Monday, November 29

Leadership, crisis and work | The NY Journal



Currently the world of work is in a deep crisis of meaning. For some time now, people have been talking about the robotization of management, the obsolescence of certain jobs, future labor flexibility, the whirlwind of technology … and suddenly the pandemic arrived.

Under the current scenario that we are experiencing today -global crisis- companies are trying to re-signify this adverse moment, but from what I see, with questions, beliefs and actions more connected with the past than with the current challenges of a future work still in the dark . And in the face of this uncertain and exaggeratedly liquid scenario, where fear and uncertainty take over people’s emotions within their organizations, it remains to ask, what will we do now? What kind of companies do we want to build later? of all that has already been experienced? With what values? With what management modality? From what relationship practices? and under what leadership styles? Since the world of work must continue to mutate and transform its offer, as well as, it must continue to seek spaces for growth and economic / social development and, even more, after a crisis as extreme as this one.

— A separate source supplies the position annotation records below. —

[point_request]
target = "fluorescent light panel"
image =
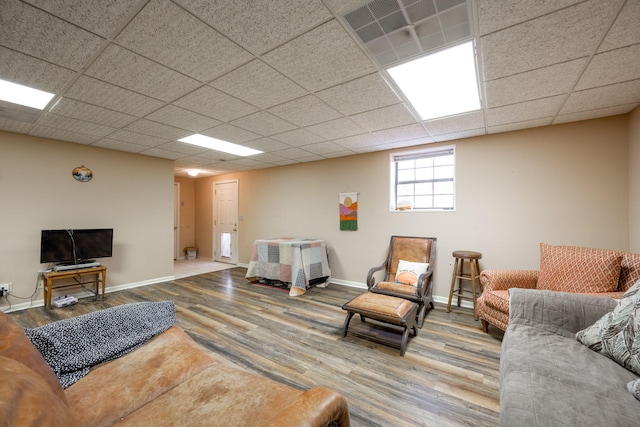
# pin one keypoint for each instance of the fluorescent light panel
(441, 84)
(24, 95)
(219, 145)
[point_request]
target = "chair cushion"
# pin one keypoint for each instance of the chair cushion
(408, 272)
(27, 399)
(578, 269)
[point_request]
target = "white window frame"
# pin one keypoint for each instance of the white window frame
(440, 184)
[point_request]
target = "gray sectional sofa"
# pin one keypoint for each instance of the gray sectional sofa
(548, 378)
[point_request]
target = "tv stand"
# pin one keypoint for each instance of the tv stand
(99, 273)
(79, 266)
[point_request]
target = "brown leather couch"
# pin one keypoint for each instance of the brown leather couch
(169, 381)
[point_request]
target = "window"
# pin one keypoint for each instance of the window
(423, 180)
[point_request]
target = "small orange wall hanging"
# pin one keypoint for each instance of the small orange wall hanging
(348, 211)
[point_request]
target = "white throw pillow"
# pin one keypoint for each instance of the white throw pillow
(408, 272)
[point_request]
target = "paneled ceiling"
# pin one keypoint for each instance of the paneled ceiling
(293, 79)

Therefore, the field of work must renew its corporate structures and organizational cultures and, to achieve this objective, leadership must be assumed as the cornerstone of any change process. “Leadership is the ability to transform vision into reality” (Bennis).

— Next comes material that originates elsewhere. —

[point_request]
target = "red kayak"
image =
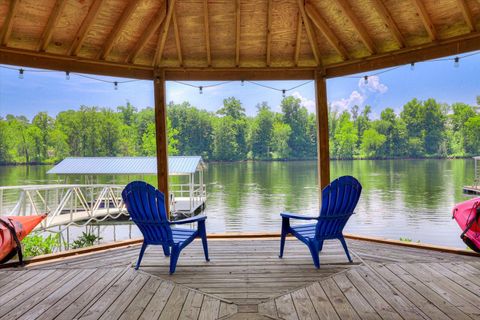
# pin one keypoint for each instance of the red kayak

That is, it is the leader who designs the existing organizational culture together with his work group; the leader is also the one who formalizes the communicative dynamics in order to articulate a fluid human understanding in daily life. Leadership on the other hand, also builds common purposes, encourages meaningful work, inspires for the emotional design of the collective, therefore, good leadership not only mobilizes, but also from its daily coherence, impacts on the belief ecosystems of the set of workers in a company.

And it is that when crises arise, when everything is on the ground, as is the case, more agile organizations are needed to produce flexibility and adaptability for future actions. And this occurs when the conversational capacity of an organization is higher than average, assuming that informing is giving and communicating is understanding. And for all this to happen, the dialogic culture of the company must be at the service of an efficient and aligned coordination from a clear and empowered leadership.

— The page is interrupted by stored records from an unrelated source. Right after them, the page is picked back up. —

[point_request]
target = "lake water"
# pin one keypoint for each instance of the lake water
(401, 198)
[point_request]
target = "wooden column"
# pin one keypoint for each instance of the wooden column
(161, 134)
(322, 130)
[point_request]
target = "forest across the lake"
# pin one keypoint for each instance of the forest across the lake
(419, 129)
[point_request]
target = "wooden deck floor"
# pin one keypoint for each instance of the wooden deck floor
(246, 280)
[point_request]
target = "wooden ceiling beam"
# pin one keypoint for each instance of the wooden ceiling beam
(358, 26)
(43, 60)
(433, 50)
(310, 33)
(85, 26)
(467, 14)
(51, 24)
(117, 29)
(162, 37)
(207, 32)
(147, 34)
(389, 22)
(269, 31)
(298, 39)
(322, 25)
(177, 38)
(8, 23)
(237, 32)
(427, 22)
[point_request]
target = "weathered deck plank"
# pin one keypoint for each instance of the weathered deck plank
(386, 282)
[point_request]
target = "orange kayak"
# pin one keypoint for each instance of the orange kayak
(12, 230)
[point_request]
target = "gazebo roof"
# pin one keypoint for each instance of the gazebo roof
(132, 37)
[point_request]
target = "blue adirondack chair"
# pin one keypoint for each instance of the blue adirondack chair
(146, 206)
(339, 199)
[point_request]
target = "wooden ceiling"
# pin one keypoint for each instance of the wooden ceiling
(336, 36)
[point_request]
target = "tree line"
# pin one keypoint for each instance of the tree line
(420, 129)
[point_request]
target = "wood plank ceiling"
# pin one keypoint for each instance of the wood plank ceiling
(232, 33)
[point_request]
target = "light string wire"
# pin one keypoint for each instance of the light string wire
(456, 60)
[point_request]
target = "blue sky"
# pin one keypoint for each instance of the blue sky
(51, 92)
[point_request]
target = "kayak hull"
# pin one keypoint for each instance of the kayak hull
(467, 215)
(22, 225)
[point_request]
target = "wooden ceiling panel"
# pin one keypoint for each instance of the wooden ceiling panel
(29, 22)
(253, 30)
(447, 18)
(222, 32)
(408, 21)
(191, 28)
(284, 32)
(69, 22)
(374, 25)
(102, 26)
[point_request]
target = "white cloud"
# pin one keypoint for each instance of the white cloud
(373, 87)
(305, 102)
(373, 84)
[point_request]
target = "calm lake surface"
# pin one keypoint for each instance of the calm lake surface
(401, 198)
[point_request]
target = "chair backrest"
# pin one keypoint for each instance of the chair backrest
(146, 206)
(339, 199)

On the other hand, good leaders also understand that the power of conversations in the workplace is what they do is enhance the creation of knowledge, as well as deepen the learning capacity of the work group. “Conversation is the expression of our way of thinking” (Seneca).

In the same way, what good conversations within companies achieve is to strengthen trust, articulate internal cohesion, enhance transversal participation, nurture motivation and consolidate a common ethic from a loyal collective behavior.

Finally, the futurologist Alvin Toffler (The 3rd Wave) was always reiterative when stating that the illiterate of the 21st century would not be those who could not read or write, but rather those who could not learn, unlearn and relearn. And in the case of companies, the challenge of their leaders will always be the same: transform their work teams into true learning communities, since from now on nothing will be the same!

Fernando Véliz Montero: Chilean currently living in Colombia. Speaker, coach, academic and consultant for fourteen Latin American countries.